Would-be citizens must study the names of all Canadians who have won the Victoria Cross, and are expected to be conversant with a little-known military unit called the Canadian Rangers. The volume consistently militarizes our history.

 When I was in high school, the two Riel rebellions were taught as a constitutional crisis that pitted Louis Riel against Sir John A. Macdonald in a dispute about representative government.

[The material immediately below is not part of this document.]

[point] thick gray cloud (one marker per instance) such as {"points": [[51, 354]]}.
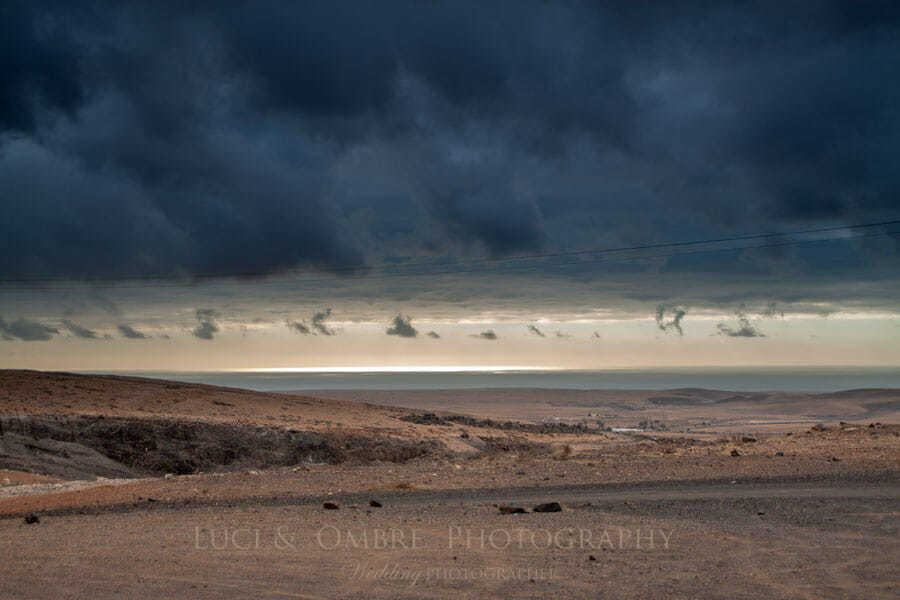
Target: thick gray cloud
{"points": [[159, 140], [130, 332], [79, 331], [668, 318], [26, 330], [208, 327], [402, 327]]}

Discover Canada tilts the emphasis toward the battlefield, summarizing the conflict with portraits of Sir Sam Steele, “Mounted Policeman and Soldier of the Queen,” and Gabriel Dumont, “the Metis’ greatest military leader.”

The Canadian tradition of opposition to militarism is censored: the long sections on the two world wars contain no reference to the 1917 Quebec City anti-conscription riots, the division of Parliament along linguistic lines during the war years, the second conscription crisis or Mackenzie King’s response to it.

Various passages broadcast Conservative ideology: the first section on the economy, entitled “a trading nation”—a phrase coined by Tory strategists for Brian Mulroney’s 1988 election campaign—makes free-trade deals a Canadian trait; by contrast, Macdonald’s National Policy, which built the nation, is omitted. Tory gun-lovers can thrill to a photograph of a gun-wielding hunter (who, unassail­ably, is Inuit).

 Discover Canada’s effort to induct new Canadians into values that will lead them to support militaristic right-wing policies should be obvious to many who study the booklet. The most enduring lesson my partner and thousands of other citizenship applicants can learn from this volume is that Canada is a country whose government misrepresents its past in order to deprive them of the information they need to engage in debate about its future.